The toolkits provided chart stickers for tracking patient blood pressure and cholesterol control, as well as patient information materials on controlling risk factors and recognizing the signs of heart attack and stroke. Toolkits were also provided to clinics in all 56 local health department agencies. Results through 2009 show that 65% of returning patients exposed to toolkits had improved blood pressure scores and 52.1% reported that they were “taking action” to reduce their blood pressure.
- The KHDSP program, in conjunction with the KHDSP Task Force, surveyed emergency medical services providers and hospital quality improvement staff regarding stroke education in the Commonwealth. The survey results showed a need for advanced education on pre-hospital stroke care and time-sensitive transport. As a result of the survey, the Kentucky Board of Emergency Medical Services and the KHDSP Task Force developed standardized transport protocols for stroke, which are now included in the Commonwealth of Kentucky patient care protocols. The KHDSP program contracted with the University of Louisville to conduct a train-the-trainer workshop to educate instructors on the National Stroke Association’s stroke rapid response course. Now being taught across the Commonwealth to emergency responders, more than 1,100 of the state’s 13,000 emergency responders have been educated as a result.
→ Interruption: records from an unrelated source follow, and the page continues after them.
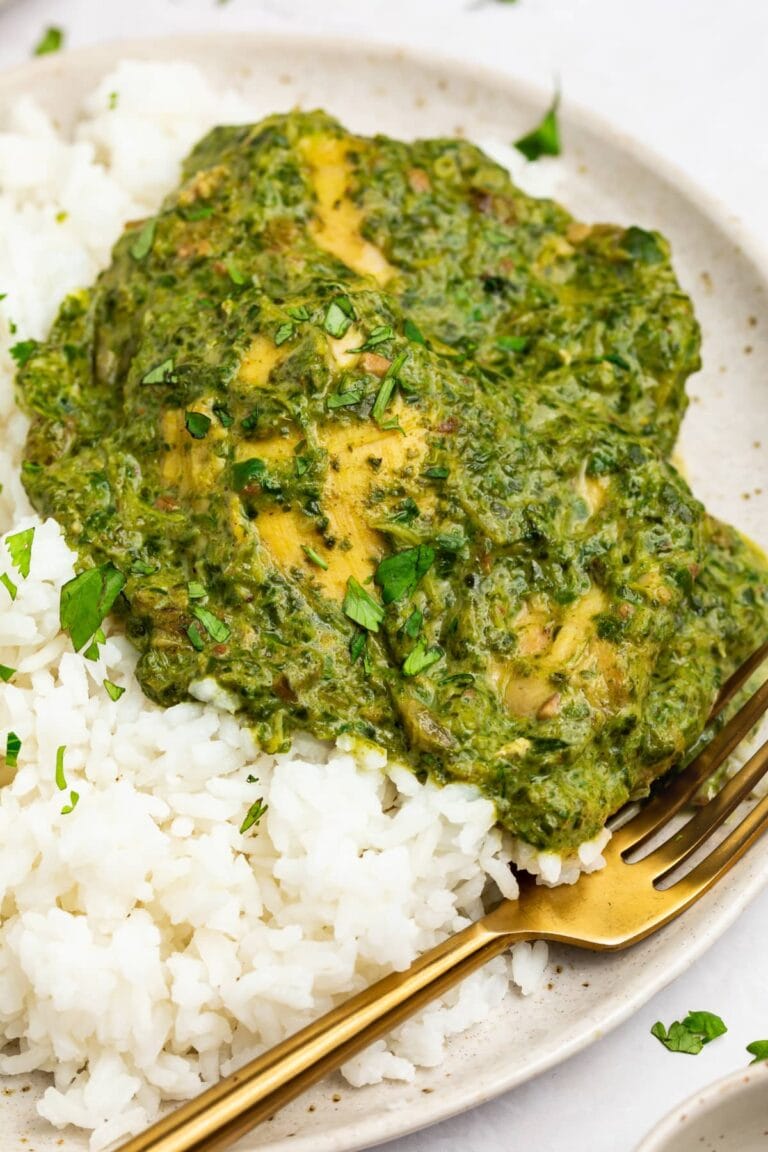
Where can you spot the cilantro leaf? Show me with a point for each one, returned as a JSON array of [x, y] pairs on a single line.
[[20, 548], [705, 1024], [23, 351], [360, 607], [113, 690], [13, 748], [8, 584], [217, 629], [255, 813], [420, 658], [545, 138], [51, 40], [197, 424], [339, 317], [86, 600], [387, 387], [759, 1050], [397, 575], [144, 241], [61, 780]]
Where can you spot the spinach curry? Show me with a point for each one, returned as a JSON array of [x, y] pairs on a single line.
[[379, 445]]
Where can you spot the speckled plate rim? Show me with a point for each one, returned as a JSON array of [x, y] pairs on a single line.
[[745, 1085], [751, 876]]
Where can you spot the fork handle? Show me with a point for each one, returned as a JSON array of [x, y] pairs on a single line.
[[223, 1113]]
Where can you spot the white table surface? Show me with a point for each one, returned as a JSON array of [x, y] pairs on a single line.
[[690, 78]]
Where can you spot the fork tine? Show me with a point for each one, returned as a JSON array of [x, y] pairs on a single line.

- The KHDSP program received funding to promote and improve the existing statewide stroke systems of care. The project’s goals are to
- Promote the existing statewide stroke system of care model—including the telemedicine model—to primary care providers, public health departments, emergency medical service providers, and air ambulance service providers.
- Educate health care providers on communicating to patients the signs and symptoms of a stroke, taking timely action, receiving immediate medical attention, and the availability of the telestroke system.
In the project’s first year, the number of stroke patients treated using this system increased from 169 to 488 patients. There was also a 77% increase in the percentage of stroke patients arriving at the hospital within a three-hour window. Patient discharge disposition showed an increase in positive indicators, including increase in patients’ discharge to their own home, rehabilitation center, or nursing home, as well as a decrease in mortality.
- The Stroke Encounter Quality Improvement Project (SEQIP) is a statewide quality improvement initiative of the KHDSP program and the KHDSP task force’s cardiovascular health delivery systems subcommittee. The SEQIP goal is to advance stroke care in Kentucky by implementing systems that ensure excellence in acute stroke treatment and ischemic stroke prevention. Through implementation of the American Heart Association’s Get With The Guidelines stroke module, SEQIP provides an opportunity for data collection and evaluation, as well as to determine areas for improvement related to stroke interventions, acute management of stroke, and secondary prevention. Seventeen hospitals across the Commonwealth currently participate in this effort.